21“For my own part, although I consider it most shameful for a true man to suffer wrong without taking vengeance, yet I could willingly allow you to pardon those most criminal of men, since they are your fellow citizens, were it not that mercy would end in destruction. 22For such is their insolence that they are not satisfied to have done evil with impunity, unless the opportunity for further wrong-doing be wrung from you; and you will be left in eternal anxiety, because of the consciousness that you must either submit to slavery or use force to maintain your freedom.

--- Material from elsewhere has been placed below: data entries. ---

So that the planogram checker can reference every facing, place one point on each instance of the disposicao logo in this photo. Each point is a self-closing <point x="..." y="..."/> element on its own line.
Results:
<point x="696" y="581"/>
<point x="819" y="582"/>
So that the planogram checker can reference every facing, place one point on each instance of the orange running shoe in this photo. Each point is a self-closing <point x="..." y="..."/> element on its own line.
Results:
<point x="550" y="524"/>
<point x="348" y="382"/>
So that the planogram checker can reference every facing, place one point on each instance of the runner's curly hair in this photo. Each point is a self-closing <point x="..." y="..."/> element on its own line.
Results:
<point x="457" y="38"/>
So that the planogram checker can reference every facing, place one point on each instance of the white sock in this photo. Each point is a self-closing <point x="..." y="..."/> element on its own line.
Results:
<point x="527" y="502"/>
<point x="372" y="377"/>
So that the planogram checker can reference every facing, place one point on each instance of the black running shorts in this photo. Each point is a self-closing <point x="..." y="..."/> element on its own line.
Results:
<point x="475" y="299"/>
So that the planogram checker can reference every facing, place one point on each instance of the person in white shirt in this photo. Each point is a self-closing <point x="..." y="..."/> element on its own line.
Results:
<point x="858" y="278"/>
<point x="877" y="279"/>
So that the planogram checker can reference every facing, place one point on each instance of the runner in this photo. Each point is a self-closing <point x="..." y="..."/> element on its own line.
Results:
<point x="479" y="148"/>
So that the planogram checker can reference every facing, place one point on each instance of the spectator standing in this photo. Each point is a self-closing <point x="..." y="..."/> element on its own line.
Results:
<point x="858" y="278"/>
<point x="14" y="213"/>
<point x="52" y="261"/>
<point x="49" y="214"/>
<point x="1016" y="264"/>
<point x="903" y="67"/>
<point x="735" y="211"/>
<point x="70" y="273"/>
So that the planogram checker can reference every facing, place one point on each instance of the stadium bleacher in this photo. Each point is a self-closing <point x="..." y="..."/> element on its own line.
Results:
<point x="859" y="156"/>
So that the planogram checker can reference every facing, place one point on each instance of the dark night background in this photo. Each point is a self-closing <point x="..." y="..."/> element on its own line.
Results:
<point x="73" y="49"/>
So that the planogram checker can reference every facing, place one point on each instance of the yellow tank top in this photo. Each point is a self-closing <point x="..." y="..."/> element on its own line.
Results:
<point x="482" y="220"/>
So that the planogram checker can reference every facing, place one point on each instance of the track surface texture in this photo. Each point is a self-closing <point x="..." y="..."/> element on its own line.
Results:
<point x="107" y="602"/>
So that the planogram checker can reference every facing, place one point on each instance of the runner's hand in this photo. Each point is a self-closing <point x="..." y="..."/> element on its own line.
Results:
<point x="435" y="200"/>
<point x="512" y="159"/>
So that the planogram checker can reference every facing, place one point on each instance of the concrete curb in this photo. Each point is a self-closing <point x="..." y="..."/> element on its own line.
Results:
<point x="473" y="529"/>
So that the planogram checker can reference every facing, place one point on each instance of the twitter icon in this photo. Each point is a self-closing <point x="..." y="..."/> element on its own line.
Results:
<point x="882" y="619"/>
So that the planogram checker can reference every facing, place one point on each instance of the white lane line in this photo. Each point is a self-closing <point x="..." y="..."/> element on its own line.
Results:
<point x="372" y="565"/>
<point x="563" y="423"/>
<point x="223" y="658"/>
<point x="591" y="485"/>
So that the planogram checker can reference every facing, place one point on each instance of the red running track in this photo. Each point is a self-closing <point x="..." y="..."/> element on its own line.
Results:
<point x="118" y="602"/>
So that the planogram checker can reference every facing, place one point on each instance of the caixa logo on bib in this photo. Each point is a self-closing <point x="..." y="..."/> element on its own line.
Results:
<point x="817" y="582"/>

23“Pray, what hope have you of mutual confidence or harmony? They wish to be tyrants, you to be free; they desire to inflict injury, you to prevent it; finally, they treat our allies as enemies and our enemies as allies. 24Are peace and friendship compatible with sentiments so unlike? 25They are not, and therefore I warn and implore you not to let such wickedness go unscathed. It is not a matter of plundering the treasury or of extorting money from our allies—serious crimes, it is true, but so common now-a days as to be disregarded. Nay, the senate’s dignity has been prostituted to a ruthless enemy, your sovereignty has been betrayed, your country has been offered for sale at home and abroad. 26Unless cognizance is taken of these outrages, unless the guilty are punished, what will remain except to pass our lives in submission to those who are guilty of these acts? For to do with impunity whatever one fancies is to be a king. 27I am not urging you, Romans, to rejoice rather in the guilt than in the innocence of your fellow citizens; but you should not insist upon ruining the good by pardoning the wicked. 28Moreover, in a republic it is far better to forget a kindness than an injury. The good man merely becomes less active in well doing when you neglect him, but the bad man grows more wicked. 29Finally, if there should be no wrongs, you would not often need help.”